Le Conseil des Droits de l’Homme de l’ONU va examiner, vendredi, un projet de résolution appelant à un embargo sur les armes pour l’entité sioniste, évoquant «le risque plausible d’un génocide à Ghaza». Le texte condamne le recours par l’entité sioniste à «des armes explosives à large rayon d’action» dans des zones peuplées de la bande de Ghaza, et demande à l’occupant de «respecter sa responsabilité légale de prévenir un génocide». Le texte a été présenté par le Pakistan, au nom de 55 des 56 pays membres de l’ONU faisant partie de l’Organisation de coopération islamique (OCI), l’exception étant l’Albanie. Il est également soutenu par la Bolivie et Cuba. La séance de vendredi sera la dernière de la session en cours du Conseil des Droits de l’Homme.
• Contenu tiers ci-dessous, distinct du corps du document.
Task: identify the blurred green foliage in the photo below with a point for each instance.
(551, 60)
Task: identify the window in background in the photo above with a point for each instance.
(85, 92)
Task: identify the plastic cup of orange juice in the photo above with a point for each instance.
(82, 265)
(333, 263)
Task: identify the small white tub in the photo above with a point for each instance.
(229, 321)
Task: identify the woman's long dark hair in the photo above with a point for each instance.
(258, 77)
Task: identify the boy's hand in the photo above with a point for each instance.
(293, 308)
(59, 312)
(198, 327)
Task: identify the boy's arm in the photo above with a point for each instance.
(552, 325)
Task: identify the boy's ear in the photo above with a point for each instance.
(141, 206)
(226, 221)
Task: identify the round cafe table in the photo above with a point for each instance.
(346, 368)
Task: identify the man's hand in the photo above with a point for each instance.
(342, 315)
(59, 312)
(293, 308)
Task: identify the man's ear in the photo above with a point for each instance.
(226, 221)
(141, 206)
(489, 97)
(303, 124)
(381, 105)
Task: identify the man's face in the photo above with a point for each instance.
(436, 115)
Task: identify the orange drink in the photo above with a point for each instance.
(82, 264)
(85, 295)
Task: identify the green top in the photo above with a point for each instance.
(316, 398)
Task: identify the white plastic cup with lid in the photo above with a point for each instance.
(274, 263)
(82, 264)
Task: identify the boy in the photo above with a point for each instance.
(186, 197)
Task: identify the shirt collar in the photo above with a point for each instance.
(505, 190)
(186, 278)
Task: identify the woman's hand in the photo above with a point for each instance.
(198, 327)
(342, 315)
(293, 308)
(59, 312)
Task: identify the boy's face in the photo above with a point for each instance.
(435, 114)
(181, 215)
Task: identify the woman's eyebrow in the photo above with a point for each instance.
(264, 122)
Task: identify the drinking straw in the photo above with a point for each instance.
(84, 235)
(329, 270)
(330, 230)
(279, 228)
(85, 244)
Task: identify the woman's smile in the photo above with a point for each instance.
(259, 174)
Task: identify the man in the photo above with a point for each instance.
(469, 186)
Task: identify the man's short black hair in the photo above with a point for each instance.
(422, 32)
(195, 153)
Le document de huit pages demande que l’entité sioniste mette fin à son occupation des territoires palestiniens et cesse immédiatement son «blocus illégal» de la bande de Ghaza, ainsi que toute autre forme de «punition collective». Il appelle à cesser tout transfert d’armes, munitions et autres équipements militaires, et souligne les effets des armes explosives sur les hôpitaux, les écoles, les abris et l’alimentation en eau et électricité à Ghaza, dénonçant «l’usage des privations sur les civils comme une méthode de guerre». Le texte appelle à un cessez-le-feu immédiat et condamne les actes de l’entité sioniste «pouvant être assimilés à une épuration ethnique», intimant à tous les pays concernés d’empêcher le déplacement forcé de Palestiniens au sein de la bande de Ghaza. Quarante-sept pays siègent au Conseil des Droits de l’Homme, dont 18 ont soutenu en amont le projet de résolution. Vingt-quatre votes sont nécessaires pour une majorité absolue, mais une restriction peut passer avec moins de voix à la faveur d’abstentions.